All while the old man cradled between them gasped, or did not gasp. Eventually the rescue team arrived, and under a blistering critique from Fedpage they got the old guy out to their ambulance. There Fedpage tried to grill them on the paperwork the operation would require of all involved, but the meds waved him away and drove off.
Talking to Fedpage was like talking to Rudra Cakrin. Frank knew some strange people. Some of these people had problems.
None more so, for instance, than the blond woman from the park. Frank saw her again, one evening at Site 21 when some of them were there, and he said “Hi,” and sat down next to her to ask how she was doing.

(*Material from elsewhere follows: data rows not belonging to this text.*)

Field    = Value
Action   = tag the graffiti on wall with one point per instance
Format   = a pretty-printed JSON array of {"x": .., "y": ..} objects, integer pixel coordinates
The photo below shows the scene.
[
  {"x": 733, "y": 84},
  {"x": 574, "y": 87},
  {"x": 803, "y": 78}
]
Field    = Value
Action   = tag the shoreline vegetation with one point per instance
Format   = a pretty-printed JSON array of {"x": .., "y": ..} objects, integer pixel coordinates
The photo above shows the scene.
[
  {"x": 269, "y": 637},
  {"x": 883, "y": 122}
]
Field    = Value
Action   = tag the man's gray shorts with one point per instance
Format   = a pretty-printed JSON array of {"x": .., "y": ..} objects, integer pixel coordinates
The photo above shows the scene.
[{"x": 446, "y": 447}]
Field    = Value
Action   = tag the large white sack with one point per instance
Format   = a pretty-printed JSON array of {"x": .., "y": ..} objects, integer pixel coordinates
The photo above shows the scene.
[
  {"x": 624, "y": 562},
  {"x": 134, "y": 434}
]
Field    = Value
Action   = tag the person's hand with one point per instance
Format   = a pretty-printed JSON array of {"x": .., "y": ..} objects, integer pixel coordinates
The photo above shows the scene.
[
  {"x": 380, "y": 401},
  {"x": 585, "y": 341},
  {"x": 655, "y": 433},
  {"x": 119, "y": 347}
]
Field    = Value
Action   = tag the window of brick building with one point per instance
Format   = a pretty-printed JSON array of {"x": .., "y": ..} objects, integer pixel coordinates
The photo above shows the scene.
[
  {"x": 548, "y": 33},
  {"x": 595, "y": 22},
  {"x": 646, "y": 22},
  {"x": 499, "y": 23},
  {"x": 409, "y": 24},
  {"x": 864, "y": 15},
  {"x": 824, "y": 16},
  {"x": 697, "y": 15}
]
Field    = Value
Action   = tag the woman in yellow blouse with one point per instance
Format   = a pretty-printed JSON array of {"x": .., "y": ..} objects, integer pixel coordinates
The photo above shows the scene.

“Oh—day eighteen,” she said, with a wry look.
Frank said, “Well. Eighteen’s better than none.”
“That’s true.”
“But, you know, after all this time, I still don’t think we’ve ever been introduced. I’m Frank Vanderwal.” He stuck out a hand, which she took and shook daintily, with her fingertips.
“Deirdre. Nice to meetcha, ha ha.”
“Yeah, the bros aren’t much on introductions. Hey Deirdre—any sign of Chessman?”
“No, I ain’t seen him. I’m sure he’s moved.”
And on from there. She was happy to talk. Lots happened when you were homeless. It was starting to get cold again. She was staying at the UDC shelter again. The whole gang had spent most of the summer there, or over at the feral camp in Klingle Park. Lots of people were going feral in Northwest—hundreds—it made it safer in some ways, more dangerous in others. It could be fun; it could be too fun.